Visualizing (and Understanding) an Inverted Yield Curve
Visualizing (and Understanding) an Inverted Yield Curve
For a few months in 2019, the yield curve inverted and warned of a potential recession.
Towards the end of 2021, it happened again. And throughout 2022, the inverted yield curve has looked more and more extreme. So what does an inverted yield curve look like, and what does it signal about an economy?
The above visualization from James Eagle shows the yield curve from November 2021-2022 using eurodollar futures yields—which serve as an indicator for the direction of the yield curve.
What Denotes an Inverted Yield Curve?
Generally speaking, the yield curve is a line chart that plots interest rates for bonds that have equal credit quality, but different maturity dates.

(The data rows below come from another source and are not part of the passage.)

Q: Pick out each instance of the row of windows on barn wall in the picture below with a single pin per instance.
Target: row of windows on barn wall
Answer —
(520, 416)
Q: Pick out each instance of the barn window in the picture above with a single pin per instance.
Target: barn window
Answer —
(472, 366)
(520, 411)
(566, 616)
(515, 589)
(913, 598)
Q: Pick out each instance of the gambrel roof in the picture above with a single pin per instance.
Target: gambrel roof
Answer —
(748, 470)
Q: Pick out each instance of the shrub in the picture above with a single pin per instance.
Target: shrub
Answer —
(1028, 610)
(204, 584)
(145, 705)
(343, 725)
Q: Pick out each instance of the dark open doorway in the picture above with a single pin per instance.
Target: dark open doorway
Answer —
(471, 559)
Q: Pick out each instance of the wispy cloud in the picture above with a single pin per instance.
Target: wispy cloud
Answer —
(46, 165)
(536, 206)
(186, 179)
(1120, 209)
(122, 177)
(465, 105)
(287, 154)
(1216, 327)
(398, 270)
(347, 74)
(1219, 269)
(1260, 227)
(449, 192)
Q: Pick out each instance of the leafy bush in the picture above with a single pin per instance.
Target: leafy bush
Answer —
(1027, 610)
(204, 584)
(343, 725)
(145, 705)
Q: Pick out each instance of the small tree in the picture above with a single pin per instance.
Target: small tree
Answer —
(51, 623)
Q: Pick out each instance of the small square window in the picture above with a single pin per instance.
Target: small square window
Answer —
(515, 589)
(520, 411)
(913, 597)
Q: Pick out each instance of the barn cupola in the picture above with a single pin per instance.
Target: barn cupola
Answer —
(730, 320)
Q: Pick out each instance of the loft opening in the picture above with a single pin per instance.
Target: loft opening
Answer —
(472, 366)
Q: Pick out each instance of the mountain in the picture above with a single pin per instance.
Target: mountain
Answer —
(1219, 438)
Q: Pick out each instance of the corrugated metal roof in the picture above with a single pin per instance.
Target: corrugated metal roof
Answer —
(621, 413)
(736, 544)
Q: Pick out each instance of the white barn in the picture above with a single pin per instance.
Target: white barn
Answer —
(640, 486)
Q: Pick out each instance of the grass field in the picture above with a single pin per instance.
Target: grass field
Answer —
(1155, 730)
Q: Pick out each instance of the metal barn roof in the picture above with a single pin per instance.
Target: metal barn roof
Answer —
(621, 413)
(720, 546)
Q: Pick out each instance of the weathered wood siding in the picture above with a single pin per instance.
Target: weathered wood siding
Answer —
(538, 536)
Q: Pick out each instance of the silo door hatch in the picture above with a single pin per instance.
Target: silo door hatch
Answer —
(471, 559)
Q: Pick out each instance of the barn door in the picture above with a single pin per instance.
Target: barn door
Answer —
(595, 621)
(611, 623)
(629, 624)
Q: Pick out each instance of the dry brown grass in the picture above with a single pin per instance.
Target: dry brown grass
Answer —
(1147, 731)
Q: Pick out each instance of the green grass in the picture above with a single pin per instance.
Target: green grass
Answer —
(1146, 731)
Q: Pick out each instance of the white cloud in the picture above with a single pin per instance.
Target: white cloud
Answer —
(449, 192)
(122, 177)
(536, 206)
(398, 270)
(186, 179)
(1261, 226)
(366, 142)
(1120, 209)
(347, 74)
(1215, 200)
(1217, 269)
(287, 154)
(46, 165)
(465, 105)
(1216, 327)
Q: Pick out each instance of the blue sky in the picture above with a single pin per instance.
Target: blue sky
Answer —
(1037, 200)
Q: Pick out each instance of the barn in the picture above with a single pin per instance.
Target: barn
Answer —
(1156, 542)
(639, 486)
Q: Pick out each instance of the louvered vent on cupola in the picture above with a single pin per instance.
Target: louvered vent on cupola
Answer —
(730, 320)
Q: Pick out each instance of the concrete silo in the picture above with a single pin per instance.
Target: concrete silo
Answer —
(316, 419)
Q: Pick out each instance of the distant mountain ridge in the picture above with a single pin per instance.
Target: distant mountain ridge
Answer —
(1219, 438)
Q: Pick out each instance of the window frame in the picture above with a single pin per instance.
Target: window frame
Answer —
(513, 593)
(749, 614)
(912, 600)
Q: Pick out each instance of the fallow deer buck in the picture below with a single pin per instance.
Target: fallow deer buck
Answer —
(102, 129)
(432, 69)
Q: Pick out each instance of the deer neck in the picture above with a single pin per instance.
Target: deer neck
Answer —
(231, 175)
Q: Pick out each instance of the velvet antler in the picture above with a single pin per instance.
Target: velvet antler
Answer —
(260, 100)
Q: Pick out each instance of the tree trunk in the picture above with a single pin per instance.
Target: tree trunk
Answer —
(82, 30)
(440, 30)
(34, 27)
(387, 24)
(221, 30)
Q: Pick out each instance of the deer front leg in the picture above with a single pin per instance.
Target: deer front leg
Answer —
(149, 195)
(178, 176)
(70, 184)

In normal economic conditions, investors are rewarded with higher interest rates for holding bonds over longer time periods, resulting in an upward sloping yield curve. This is because these longer returns factor in the risk of inflation or default over time.
So when interest rates on long-term bonds fall lower than those of short-term bonds, it results in an inverted yield curve.
The worrying trend is that an inverted yield curve in key government securities such as U.S. Treasuries can often foreshadow a recession. For every recession since 1960, an inverted yield curve took place roughly a year before, with just one exception in the mid-1960s.